Dr. Trebi-Ollennu has worked on other aircraft as well. He worked on the Phoenix aircraft that found water on Mars in 2008. He also contributed to the Mars Exploration Rover project in 2003 and the Mars Science Laboratory in 2011.

He also designed the robotic arms, which will dig deep beneath the surface of the planet to see explore how it was formed. According to Dr. Trebi-Ollennu, he developed the interest in space crafts when he was growing up in Accra, Ghana.

"I lived very close to the airport, so I was very interested in aircraft flying and I always dream-pt of taking humans out of the cockpit and making computers fly."

Due to his interest, he read literature on the "glass cockpit" for commercial and military aircraft.

Dr. Trebi-Ollennu was born in Ghana, he attended a primary school in Burma Camp and later the Ghana Secondary Technical School. He attended the Queen Mary College, the University of London where he earned his bachelor of Engineering in avionics in 1991. He continued his education at the Royal Military College Science located at Cranfield University in the United Kingdom, earning his PhD in 1996.

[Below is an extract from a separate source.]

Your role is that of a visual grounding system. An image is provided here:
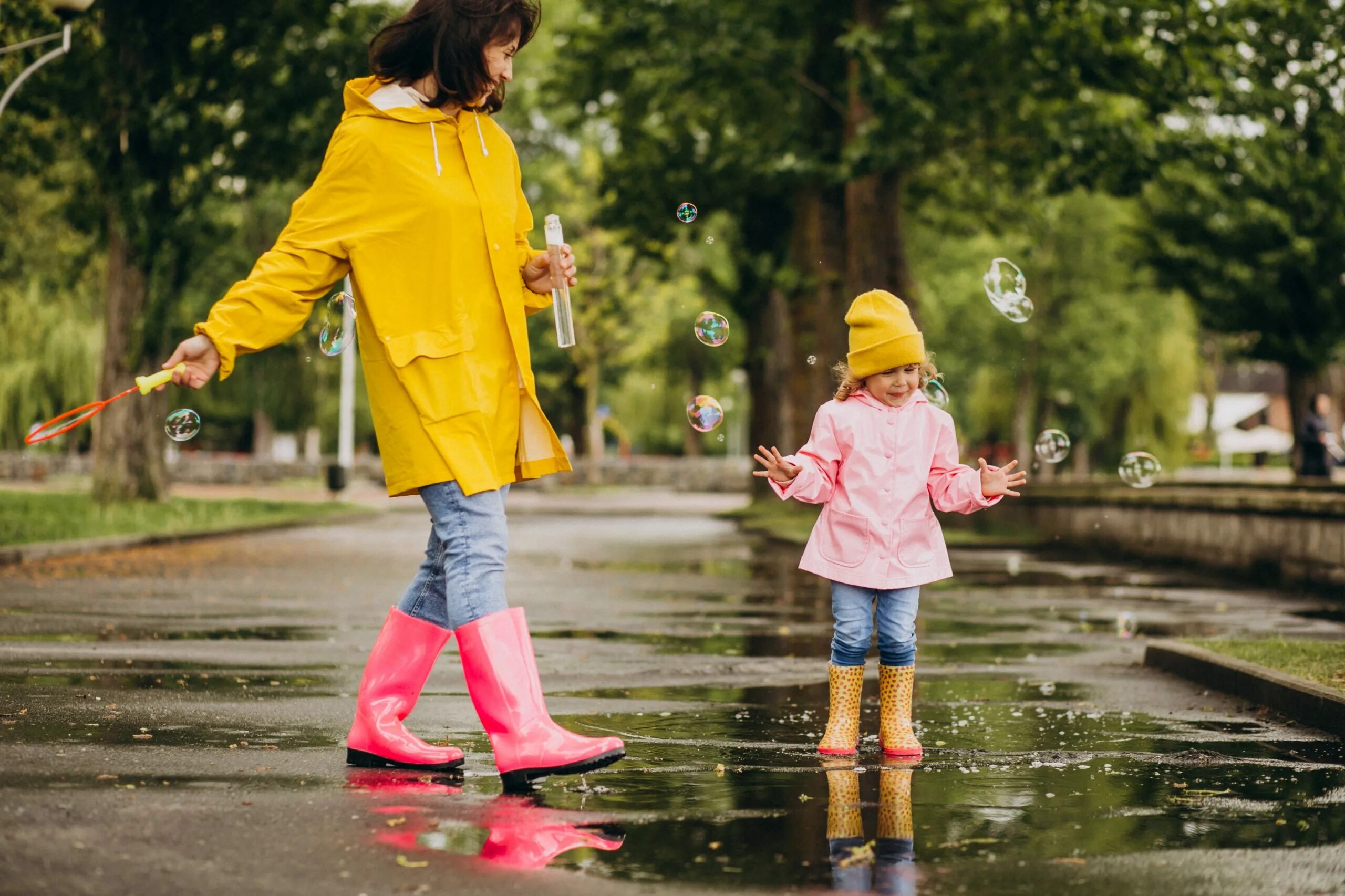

At Carnegie Mellon University where he was a research scholar, he formulated a system for All Terrain Vehicles (ATVs) for distributed tactical surveillance for (Defense Advanced Research Projects Agency) DARPA.

Dr. Trebi-Ollennu is a fellow of the Institution of Engineering and Technology, U.K, and the Royal Aeronautical Society, U.K and the Ghana Academy of Arts and Sciences.

In his career, Dr. Trebi-Ollennu has won many awards such as the NASA Exceptional Engineering Achievement Medal (2008); Sir Monty Finniston Achievement Medal (2007) for outstanding technical contribution to any field of Engineering from the Institution of Engineering and Technology (IET); Outstanding Engineer Award (2007); JPL Mariner Award from MER for outstanding leadership in the analysis and resolution of the IDD unstow anomaly on Opportunity rover (2006); NASA Group Achievement Award-Mars Exploration Rover Avionics Team (2004); and the NASA Group Achievement Award-Mars Exploration Rover Flight System, Management and Engineering Team (2004) to name a few.

In 2011, he founded the Ghana Robotics Academy Foundation a non-profit volunteer organization hoping to "pioneer science education through administering hands-on robotics workshops and competitions throughout Ghana for Junior Secondary Schools, Senior Secondary Schools, and Colleges."